When it comes to military unification, people often think of Dai Kasa and then Mao Renfeng at the first time. In the more than ten years from the establishment of the military command in 1938 until its retirement from the mainland in 1949, it was in the hands of these two people in Jiangshan County, Zhejiang Province, which developed step by step and became the "Jinyi Guard" of the Republic of China that everyone heard of.
However, the final outcome of both Dai Kasa and Mao Renfeng was tragic. Dai Kasa died in 1946 when he flew back to Nanjing, at the age of 48, and was buried next to the Wuliang Hall of Nanjing Linggu Temple.
Mao Renfeng was jealous of seizing power by Chiang Ching-kuo in the tenth year after Dai Kasa's death, and died of a cancer outbreak in trepidation at the age of 58, and his cemetery was located in Haotianling, New Taipei City, Taiwan Province.
In addition to Dai Kasa and Mao Renfeng, in fact, there are many famous historical figures in the military command, such as Qian Dajun, Lin Wei, Zhang Zhizhong, He Yaozu, and Shang Zhen, successive directors of the Military Command Bureau, all of whom served as directors of Chiang Kai-shek's attendant office, and one of the part-time positions of the director of the attendant office was the director of the Military Command Bureau.
In fact, although Dai Kasa was the de facto commander of the military command, his position was only that of deputy director of the military command, so the official positions and status of these five attendants were still above Dai Kasa.
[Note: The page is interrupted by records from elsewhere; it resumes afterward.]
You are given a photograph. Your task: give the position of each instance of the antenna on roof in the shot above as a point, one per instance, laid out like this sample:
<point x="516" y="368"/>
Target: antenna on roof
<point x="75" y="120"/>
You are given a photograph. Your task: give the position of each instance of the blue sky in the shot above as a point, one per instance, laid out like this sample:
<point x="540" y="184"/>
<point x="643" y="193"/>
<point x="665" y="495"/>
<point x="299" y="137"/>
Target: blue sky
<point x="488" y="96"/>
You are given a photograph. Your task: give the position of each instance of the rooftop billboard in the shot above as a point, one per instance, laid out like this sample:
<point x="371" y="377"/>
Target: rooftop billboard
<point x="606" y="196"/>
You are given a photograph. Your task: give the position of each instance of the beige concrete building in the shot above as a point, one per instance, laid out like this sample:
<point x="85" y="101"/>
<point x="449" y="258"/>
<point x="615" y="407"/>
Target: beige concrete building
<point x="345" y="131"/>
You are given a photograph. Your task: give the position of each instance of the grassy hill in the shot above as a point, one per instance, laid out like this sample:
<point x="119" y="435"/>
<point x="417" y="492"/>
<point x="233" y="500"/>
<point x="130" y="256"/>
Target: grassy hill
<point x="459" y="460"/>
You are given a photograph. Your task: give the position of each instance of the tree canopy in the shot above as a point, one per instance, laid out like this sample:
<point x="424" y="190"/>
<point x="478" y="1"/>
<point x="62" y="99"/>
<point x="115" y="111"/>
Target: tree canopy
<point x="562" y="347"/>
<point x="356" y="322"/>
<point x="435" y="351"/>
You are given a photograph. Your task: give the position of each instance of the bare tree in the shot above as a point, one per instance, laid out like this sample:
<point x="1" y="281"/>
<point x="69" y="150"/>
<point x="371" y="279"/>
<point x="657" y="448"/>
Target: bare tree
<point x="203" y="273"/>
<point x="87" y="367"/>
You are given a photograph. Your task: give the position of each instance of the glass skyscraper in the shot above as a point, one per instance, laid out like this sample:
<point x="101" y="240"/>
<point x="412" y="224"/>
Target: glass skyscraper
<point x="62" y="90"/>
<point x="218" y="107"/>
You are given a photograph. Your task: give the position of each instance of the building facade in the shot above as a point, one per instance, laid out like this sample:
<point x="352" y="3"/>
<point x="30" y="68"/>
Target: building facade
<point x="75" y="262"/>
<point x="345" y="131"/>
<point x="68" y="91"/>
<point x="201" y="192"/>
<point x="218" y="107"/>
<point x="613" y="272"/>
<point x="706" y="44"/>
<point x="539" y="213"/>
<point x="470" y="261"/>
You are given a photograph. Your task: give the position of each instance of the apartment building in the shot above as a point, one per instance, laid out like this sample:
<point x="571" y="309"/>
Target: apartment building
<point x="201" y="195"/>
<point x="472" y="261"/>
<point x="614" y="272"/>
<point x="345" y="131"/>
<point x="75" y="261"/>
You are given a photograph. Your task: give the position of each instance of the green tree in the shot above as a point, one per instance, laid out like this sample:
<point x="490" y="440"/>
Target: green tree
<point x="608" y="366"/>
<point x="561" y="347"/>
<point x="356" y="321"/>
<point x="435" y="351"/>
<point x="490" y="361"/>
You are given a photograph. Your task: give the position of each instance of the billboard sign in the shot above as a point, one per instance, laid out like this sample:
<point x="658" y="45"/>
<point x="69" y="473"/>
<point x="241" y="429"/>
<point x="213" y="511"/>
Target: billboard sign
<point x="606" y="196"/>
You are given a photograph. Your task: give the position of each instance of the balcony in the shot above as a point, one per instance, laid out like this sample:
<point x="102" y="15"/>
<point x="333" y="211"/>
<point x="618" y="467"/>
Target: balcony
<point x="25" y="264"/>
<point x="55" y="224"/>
In addition, the real agents in the military command, such as the "three musketeers of the military command": Shen Drunk, Xu Yuanju and Zhou Yanghao, the "four heavenly kings of military unification": Zhao Lijun, Wang Tianmu, and Chen Gongshu, as well as Shen Drunk, and Jiang Yiying, a female spy who had cracked the secret telegram of the Japanese army's sneak attack on Pearl Harbor.
Some of these military leaders also had very different endings in their later lives, some of whom fled to Taiwan, such as Qian Dajun, Lin Wei, Chen Gongshu, Wang Tianmu, and Jiang Yiying; some were captured and imprisoned in war criminals management centers, such as Xu Yuanju and Zhou Yanghao; and some of them took the initiative to revolt and stayed on the mainland, such as Zhang Zhizhong, He Yaozu, and Shen Drun.
It is worth mentioning that Xu Yuanju and Zhou Yanghao in the "Three Musketeers of Military Unification" were arrested precisely because another "swordsman" was drunk.
In 1949, in Yunnan, Lu Han joined forces with Shen Drunk to revolt, and Shen Drunk came forward to trap a large number of agents in the Dian Army, including Xu Yuanju and Zhou Yanghao. Later, Shen Drunk was unjustly imprisoned in the war criminals management center, and was almost killed by Zhou Yanghao, who was imprisoned together. However, later the problem was clarified, and Shen Drunk's identity was changed from a war criminal to an uprising general.
When Zhang Zhizhong went to Beiping for negotiations in April 1949, he chose to stay in Beiping and did not return to Chiang Kai-shek's side. In August 1949, He Yaozu, together with Long Yun, Liu Fei and others, jointly issued an uprising telegram, so angry that Chiang Kai-shek wanted to send someone to assassinate him.
Leaving the mainland and not talking about these people who were arrested, these military leaders of the uprising, Zhang Zhizhong, He Yaozu and Shen Drun, were all buried in Babaoshan after their deaths in their later years, which can be described as enjoying great honors.
In addition, there was shang zhen, the last director of the attendant office, who was originally from Yan Xishan's Jin Sui Army and the highest official during the War of Resistance Against Japanese Aggression, but in 1944 he switched to the diplomatic field, went to Washington, D.C., attended the Dumbarton Oaks Conference, and participated in the drafting of the Charter of the United Nations.
After the victory of the War of Resistance Against Japanese Aggression, Shang Zhen served as the head of the military delegation in Japan and advocated the abolition of the Japanese emperor. After leaving office in 1949, he settled in Japan, and died of illness in Tokyo in May 1978, and in accordance with his will, his ashes were returned to China and buried in The Hachihosan Cemetery.
In this way, in the military command bureau, which is not highly evaluated in modern history, four of them were finally buried in Babaoshan, and what is even more amazing is that three of them (Zhang Zhizhong, He Yaozu, and Shang Zhen) are still above Dai Kasa.